Blur and the strange death of Britpop England

Their gig at Wembley Stadium was their biggest yet. But do the nostalgic guitar sounds of the 1990s have wider resonance in 2023?

By Fergal Kinney

“We’ve been waiting for this moment all our lives,” Damon Albarn told the crowd at Wembley Stadium on Saturday 8 July. With a 90,000-strong audience, this was the biggest headline set in Blur’s career. The band has appeared and reappeared at regular intervals since their emotional 2009 reunion, and the overwhelming mood of the show was of uncomplicated goodwill.

But in 2023 Blur occupy a strange position in the cultural landscape. Of their class of ’94 contemporaries, it is Blur whose legacy feels the least claimed.

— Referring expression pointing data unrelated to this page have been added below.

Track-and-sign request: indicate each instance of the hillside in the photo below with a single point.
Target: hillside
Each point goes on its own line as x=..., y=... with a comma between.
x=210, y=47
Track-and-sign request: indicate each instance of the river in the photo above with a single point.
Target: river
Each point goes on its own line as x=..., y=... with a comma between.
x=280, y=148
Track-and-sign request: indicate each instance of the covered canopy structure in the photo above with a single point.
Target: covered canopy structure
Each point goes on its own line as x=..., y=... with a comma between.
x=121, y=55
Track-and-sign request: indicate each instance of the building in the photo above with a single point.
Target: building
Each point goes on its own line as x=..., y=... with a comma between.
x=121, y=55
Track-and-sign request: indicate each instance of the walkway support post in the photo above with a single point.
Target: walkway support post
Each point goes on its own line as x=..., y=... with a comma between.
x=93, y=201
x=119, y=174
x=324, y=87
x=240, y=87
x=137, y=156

Oasis still swagger in the zeitgeist – Matty Healy, the frontman of the 1975, argued that a reformed Gallagher unit could be “potentially – right now, still – the coolest band in the world”. For their faults, they were, as Alex Niven has written, authentically “a tribal summary of post-war popular culture, with the Labour Party and the 1966 World Cup, and glam rock, and bits of rave, and the Irish immigrant experience”. Pulp, who have also reformed this summer, have been convincingly reappraised for their theatre of low-budget sexuality and class revenge.

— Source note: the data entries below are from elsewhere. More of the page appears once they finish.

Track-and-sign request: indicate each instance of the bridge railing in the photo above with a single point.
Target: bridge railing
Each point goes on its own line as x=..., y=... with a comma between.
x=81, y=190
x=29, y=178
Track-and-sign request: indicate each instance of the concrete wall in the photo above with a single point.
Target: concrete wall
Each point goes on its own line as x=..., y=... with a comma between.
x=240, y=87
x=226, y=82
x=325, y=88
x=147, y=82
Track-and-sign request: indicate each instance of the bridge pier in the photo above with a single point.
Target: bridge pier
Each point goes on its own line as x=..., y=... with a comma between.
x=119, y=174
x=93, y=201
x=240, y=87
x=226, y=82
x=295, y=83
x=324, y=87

When cultural historian Jon Savage identified Britpop as part of “the cultural smugness of the Blair years”, paving the way for Brexit, Blur seemed the worst offenders. “Groups of witless, opportunistic mockneys – middle-class media ‘geezers’ who had learned to drop their aitches and flatten their vowels,” said the Suede vocalist Brett Anderson in one of the many Britpop memoirs of the last decade. “British life, which I saw as more akin to a Mike Leigh film, was being twisted into a Carry On film.”

At their Saturday show at Wembley, Blur assembled a contemporary line-up boasting many of the traits that Britpop boorishly disavowed. Take Jockstrap’s lurid dancefloor experimentalism, or Sleaford Mods, who are by this point a study in masculinity as dense and nihilistic as the complete boxset of The Sopranos. Self Esteem, Britain’s best pop star, proves that no stage is too big for her maximalist, confrontational pop built on queer feminist solidarity. Between bands, no Nineties hits were wheeled out – instead, the former snooker champion turned killer prog DJ Steve Davis played the Fall and autotuned rave gurners, alongside leftfield music hero and editor of the Quietus John Doran (not a figure traditionally synonymous with Wembley stadium). It was brilliant, and felt like a generous and admirable reflection of British music in 2023.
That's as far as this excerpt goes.